Por falar em violência
Ainda em 1985, Hélio Pellegrino escreveu um artigo muito bonito contra a pena de morte, motivado que foi pela inclusão desta proposta no plano de governo de Jânio Quadros, candidato à prefeitura de São Paulo. Pellegrino, o menos lembrado dos cavaleiros mineiros do Apocalipse, entendia a pena de morte como um crime contra justiça e contra o esforço civilizatório da raça humana – apesar dos contorcionismos ideológicos daqueles que tentavam legitimá-la. Na sua visão, a pena de morte tinha como fundamento não o desejo de reparação ou de justiça, mas a sede bruta de vingança. Ao adotá-la, ficaríamos filosófica e moralmente comprometidos e emparedados pela lógica do axioma “olho por olho, dente por dente”. Chamava a atenção para a situação absoluta e irreparável que ela gera, o que só seria minimamente legitimável se os julgamentos humanos tivessem um grau absoluto de certeza. Também apontava a incompatibilidade entre a pena e uma visão cristã do mundo. E destacava o quanto estamos comprometidos com a injustiça e, em resultado, com a delinquência.
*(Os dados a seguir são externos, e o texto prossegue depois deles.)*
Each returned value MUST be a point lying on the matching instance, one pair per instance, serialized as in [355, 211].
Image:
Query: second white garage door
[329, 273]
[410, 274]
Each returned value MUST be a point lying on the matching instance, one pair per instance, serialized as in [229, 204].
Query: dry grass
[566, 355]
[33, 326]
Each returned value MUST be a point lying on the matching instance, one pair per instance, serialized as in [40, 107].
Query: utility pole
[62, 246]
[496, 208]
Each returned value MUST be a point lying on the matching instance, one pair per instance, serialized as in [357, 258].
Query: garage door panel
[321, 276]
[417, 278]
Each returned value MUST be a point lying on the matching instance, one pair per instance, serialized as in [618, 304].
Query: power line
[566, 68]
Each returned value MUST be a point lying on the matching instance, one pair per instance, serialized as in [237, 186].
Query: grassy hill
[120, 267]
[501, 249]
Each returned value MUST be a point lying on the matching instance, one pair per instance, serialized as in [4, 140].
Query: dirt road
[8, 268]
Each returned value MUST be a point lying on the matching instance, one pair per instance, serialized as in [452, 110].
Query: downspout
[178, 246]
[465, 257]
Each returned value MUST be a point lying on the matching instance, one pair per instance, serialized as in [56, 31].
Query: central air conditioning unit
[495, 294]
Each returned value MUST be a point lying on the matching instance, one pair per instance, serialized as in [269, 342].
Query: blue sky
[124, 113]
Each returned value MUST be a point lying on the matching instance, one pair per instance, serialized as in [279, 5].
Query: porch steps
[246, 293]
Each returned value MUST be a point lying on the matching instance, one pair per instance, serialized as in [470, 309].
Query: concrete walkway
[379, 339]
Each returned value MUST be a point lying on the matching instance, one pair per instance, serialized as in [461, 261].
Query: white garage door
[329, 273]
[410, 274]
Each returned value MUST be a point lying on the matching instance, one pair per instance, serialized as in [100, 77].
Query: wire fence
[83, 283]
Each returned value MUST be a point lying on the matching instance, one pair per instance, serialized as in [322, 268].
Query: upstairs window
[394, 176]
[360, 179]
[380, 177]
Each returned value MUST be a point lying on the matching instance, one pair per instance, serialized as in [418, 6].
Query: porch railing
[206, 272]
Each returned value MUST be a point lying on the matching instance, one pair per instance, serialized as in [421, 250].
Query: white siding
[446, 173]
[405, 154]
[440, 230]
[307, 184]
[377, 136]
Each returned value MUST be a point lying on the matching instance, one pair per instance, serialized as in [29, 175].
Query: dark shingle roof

Tenho me lembrado bastante desse artigo nos últimos dias porque, embora não seja a pena de morte que esteja em pauta, muito tem se falado em “justiça com as próprias mãos”. Tem-se encontrado contextos e justificativas para tornar a violência, se não aceitável, ao menos compreensível. Mesmo após milênios de “esforço civilizatório”, ainda há disposição para fazer uma guerra se acreditarmos que ela nos trará a paz. Na pior das hipóteses, ela nos vingará daqueles que, de forma absoluta e irremediável, já condenamos à pena de morte moral. No fundo há uma certa preferência pela lei de Moisés em relação àquele permissivo Evangelho. Como não me vejo no outro, que jamais será o meu próximo, também não paira nenhuma responsabilidade sobre mim.
Do mesmo artigo pinço a frase: “Humanizar-se – ou hominizar-se – é poder suprimir ou sublimar os impulsos primitivos que nos levam a combater o crime – com o crime”.